Ketiga, menggejalanya fenomena 'McDonaldisasi masyarakat' (McDonaldization of Society) di sektor pendidikan. Konsekuensinya, pendidikan tidak lagi dilihat sebagai public goods, melainkan private goods. Swastanisasi pendidikan yang nota bene anak kandung neo-liberalisme tersebut, membuat perguruan tinggi begitu serius menggalang dana. Sementara di pihak lain, hal-hal yang berkenaan dengan mutu pendidikan diabaikan. Indikasi-indikasinya terhampar di depan mata. PT terutama yang berstatus BHMN mengalami kegamangan untuk menentukan arah universitasnya; apakah universitas riset (akademik) atau politeknik (profesional). Jika penyelenggara pendidikan tinggi bermaksud membangun universitas riset, maka penguatan jalur akademik adalah suatu keniscayaan. Langkah yang ditempuh adalah pengutamaan penerimaan di jenjang S1 hingga S3 ketimbang program diploma atau ekstensi. Kenyataannya, banyak perguruan tinggi yang ramai-ramai membuka program ekstensi dan diploma (jalur profesional). Tujuannya tidak lain adalah untuk mendulang perolehan dana. Namun akibatnya, kualitas pendidikan menjadi korban.


Sebagaimana dicatat oleh Prof Dr. Ali Khomsan (2003), lulusan diploma yang kini jumlahnya semakin banyak malah berlomba-lomba untuk masuk jalur S1 dengan menambah waktu kuliah 2 tahun. Sementara perguruan tinggi yang mempunyai jalur S1 senang-senang saja menerima mereka karena umumnya bayaran SPP-nya lebih tinggi dari mahasiswa lainnya. Belum lagi keberadaan kelas-kelas eksekutif yang perkuliahannya cuma hari Jumat dan Sabtu dengan SPP yang lebih mahal.
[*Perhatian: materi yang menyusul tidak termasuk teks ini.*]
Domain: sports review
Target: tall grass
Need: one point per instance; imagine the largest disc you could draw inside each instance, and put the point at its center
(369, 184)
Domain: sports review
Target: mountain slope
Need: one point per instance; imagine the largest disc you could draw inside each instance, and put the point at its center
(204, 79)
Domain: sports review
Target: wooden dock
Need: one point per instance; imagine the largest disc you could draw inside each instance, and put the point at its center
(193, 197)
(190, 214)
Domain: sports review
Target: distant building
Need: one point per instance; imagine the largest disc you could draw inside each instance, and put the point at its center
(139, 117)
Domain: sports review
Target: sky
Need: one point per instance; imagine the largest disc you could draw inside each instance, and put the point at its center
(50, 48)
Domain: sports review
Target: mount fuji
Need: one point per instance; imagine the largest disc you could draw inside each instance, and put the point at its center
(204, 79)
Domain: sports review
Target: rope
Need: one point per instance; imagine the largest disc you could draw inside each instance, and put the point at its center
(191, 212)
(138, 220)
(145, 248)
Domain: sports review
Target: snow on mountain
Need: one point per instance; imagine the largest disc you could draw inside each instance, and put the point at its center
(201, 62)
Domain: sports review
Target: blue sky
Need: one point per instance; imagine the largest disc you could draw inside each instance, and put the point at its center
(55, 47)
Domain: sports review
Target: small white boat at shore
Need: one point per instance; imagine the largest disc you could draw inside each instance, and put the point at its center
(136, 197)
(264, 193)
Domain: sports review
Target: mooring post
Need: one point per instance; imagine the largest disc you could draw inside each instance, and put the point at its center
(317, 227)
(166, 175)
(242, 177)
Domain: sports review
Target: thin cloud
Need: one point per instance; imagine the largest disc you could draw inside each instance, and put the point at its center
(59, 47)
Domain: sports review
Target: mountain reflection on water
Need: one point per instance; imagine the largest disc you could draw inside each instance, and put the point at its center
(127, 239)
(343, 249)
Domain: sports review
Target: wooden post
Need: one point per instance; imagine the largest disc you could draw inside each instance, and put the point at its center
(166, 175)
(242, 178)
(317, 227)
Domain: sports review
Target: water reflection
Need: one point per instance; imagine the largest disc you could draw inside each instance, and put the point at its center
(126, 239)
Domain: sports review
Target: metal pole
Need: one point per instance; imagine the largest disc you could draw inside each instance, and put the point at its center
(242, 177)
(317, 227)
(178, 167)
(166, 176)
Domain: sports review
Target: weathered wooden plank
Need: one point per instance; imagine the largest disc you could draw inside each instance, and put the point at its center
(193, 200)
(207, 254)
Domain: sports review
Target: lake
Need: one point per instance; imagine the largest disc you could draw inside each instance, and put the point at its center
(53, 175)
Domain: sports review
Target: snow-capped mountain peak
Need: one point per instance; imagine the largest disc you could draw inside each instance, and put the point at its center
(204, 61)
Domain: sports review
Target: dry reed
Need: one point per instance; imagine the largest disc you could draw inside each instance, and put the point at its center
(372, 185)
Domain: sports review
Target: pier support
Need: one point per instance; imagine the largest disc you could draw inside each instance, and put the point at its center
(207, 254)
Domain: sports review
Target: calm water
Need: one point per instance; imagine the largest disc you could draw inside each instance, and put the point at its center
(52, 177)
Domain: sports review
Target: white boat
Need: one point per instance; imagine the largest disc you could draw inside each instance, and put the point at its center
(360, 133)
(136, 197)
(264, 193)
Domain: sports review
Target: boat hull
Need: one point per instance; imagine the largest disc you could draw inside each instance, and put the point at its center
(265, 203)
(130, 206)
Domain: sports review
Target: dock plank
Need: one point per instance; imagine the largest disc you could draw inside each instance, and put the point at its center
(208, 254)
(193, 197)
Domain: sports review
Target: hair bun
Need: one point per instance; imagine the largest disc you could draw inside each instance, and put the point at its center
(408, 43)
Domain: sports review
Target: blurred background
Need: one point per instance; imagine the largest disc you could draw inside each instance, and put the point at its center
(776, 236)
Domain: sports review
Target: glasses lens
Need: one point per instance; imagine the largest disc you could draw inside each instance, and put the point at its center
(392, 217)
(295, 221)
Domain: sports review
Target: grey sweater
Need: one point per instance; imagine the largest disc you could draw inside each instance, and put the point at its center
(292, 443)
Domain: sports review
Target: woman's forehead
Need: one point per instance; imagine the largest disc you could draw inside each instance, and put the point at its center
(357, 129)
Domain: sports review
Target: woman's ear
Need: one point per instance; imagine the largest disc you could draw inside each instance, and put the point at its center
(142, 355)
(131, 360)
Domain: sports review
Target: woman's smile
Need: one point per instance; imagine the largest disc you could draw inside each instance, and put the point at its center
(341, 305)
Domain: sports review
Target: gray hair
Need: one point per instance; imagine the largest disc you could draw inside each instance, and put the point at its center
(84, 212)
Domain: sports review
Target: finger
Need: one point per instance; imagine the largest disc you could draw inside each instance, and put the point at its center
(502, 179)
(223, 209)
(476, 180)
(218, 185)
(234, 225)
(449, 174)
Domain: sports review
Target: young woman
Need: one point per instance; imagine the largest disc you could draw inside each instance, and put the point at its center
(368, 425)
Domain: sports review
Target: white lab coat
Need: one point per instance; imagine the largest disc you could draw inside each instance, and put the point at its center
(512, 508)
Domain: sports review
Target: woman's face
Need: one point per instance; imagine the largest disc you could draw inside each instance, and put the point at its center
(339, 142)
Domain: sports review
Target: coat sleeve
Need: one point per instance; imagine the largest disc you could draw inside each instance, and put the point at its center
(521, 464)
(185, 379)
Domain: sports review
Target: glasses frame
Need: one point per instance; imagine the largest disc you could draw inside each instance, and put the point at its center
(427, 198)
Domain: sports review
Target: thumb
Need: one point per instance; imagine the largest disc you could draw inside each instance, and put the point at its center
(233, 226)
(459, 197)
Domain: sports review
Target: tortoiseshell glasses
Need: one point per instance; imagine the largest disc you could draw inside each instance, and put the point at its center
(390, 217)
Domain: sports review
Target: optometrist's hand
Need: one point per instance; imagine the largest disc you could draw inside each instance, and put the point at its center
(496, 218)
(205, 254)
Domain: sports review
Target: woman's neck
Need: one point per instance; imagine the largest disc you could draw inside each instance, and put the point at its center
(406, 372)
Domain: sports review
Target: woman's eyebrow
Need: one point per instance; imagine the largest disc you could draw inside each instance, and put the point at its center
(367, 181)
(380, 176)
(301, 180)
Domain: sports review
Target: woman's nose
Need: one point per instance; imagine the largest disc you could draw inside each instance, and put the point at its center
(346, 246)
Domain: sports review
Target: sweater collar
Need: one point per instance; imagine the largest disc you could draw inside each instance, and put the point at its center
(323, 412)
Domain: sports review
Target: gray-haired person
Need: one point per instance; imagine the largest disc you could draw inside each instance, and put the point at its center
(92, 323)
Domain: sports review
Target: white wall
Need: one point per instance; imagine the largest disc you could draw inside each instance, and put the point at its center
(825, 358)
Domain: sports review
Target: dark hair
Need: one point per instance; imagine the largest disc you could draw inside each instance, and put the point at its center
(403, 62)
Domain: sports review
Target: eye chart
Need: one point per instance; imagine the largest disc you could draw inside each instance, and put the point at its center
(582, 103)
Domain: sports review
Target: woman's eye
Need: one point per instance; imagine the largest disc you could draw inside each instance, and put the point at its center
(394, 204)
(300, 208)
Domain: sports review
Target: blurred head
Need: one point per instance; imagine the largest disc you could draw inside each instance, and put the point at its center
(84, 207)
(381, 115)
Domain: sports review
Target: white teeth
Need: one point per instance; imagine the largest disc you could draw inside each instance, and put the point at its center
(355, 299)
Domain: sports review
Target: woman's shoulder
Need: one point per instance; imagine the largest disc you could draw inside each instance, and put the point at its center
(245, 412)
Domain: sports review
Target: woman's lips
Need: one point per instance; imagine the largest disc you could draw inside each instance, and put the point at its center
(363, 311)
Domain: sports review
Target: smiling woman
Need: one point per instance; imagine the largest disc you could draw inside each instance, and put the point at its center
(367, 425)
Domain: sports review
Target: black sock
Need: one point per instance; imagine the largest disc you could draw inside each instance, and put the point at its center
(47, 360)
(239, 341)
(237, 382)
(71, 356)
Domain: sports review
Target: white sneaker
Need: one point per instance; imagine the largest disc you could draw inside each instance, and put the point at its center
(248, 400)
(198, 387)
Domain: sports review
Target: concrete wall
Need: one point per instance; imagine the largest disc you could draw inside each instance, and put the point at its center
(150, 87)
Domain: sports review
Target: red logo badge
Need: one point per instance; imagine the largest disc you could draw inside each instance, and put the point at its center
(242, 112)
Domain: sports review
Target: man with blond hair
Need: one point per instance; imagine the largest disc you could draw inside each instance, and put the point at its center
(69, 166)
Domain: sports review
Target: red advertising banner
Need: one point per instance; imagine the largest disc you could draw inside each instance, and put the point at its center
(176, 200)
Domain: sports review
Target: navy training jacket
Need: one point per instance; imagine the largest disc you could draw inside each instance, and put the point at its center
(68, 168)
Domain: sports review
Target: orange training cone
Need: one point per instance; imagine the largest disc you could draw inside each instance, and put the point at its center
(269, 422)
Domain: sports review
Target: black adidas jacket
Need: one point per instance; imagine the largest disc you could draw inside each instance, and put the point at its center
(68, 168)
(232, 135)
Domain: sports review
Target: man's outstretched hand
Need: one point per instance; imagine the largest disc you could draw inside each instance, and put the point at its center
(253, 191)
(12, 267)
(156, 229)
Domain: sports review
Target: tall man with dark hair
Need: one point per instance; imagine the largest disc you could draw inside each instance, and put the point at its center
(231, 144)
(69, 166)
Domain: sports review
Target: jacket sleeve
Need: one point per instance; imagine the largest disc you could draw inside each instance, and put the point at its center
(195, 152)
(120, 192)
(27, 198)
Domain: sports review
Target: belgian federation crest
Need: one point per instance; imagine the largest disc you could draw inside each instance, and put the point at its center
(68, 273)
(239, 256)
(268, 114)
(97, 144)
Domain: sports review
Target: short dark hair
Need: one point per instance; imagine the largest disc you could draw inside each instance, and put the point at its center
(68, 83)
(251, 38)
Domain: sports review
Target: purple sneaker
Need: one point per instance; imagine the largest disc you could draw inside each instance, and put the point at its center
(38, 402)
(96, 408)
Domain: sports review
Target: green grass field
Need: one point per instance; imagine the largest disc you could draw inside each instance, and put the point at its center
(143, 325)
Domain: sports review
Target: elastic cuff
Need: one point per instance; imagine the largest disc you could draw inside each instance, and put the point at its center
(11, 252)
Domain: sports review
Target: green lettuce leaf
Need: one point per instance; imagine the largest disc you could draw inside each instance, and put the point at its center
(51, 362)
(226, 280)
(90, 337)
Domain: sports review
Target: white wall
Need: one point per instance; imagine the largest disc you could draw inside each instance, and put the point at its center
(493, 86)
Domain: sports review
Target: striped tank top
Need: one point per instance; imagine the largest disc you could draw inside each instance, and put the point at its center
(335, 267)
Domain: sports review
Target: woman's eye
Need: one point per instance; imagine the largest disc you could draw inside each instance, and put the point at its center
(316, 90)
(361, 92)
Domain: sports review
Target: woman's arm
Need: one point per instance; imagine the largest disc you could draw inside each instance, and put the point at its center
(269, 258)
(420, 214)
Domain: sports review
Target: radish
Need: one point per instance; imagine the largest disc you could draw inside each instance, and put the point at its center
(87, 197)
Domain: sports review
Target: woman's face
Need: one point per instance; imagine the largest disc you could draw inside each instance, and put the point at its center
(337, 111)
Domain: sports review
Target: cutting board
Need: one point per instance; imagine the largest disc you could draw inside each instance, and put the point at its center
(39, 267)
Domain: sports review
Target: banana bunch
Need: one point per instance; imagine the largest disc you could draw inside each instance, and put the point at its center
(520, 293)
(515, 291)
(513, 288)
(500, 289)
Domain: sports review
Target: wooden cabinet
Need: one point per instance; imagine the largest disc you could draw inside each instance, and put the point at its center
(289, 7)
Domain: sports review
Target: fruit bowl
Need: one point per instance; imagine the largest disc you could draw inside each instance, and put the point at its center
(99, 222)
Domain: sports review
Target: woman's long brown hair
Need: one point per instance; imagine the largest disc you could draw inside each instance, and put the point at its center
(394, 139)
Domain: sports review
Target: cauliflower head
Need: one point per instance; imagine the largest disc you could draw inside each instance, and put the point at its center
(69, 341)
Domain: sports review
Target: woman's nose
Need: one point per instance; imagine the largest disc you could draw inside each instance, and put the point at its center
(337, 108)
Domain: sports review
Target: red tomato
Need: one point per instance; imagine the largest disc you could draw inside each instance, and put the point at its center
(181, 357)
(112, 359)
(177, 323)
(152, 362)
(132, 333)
Kelas-kelas tersebut juga merupakan lumbung dana bagi perguruan tinggi.


Sedemikian kreatifnya, program pascasarjana pun kini begitu mudah menerima mereka yang bergelar MM untuk mengambil jalur akademik S3 dengan gelar doctor of philisophy (PhD). Apakah semua langkah ini masih bisa diklaim sebagai orientasi peningkatan mutu pendidikan? Jelas jawabannya adalah “tidak”.


Pendidikan Murah dan Berkualitas
Oleh karena itu, persoalan pendidikan harus dikembalikan lagi menjadi milik rakyat. Pendidikan yang berorientasi kerakyatan adalah pendidikan yang murah dengan mutu yang layak diandalkan. Pemerintahlah yang mempunyai tanggung jawab utama dalam pendanaan penyelenggaraan pendidikan tersebut. Tidak ada alasan bahwa pemerintah kekurangan dana untuk memberi subsidi. Betapa tidak adilnya ketika porsi APBN lebih banyak dipakai untuk membayar hutang luar negeri dan belanja militer, sementara anggaran untuk pendidikan ditelantarkan. Pemerintah dengan santainya mencicil utang mencapai 134 triliun per tahun, mengeluarkan ratusan miliar untuk menyangoni mantan pejabat BPPN, membiarkan para keruptor besar berkeliaran di luar negeri, membeli pesawat dan halikopter buat TNI, dan seterusnya.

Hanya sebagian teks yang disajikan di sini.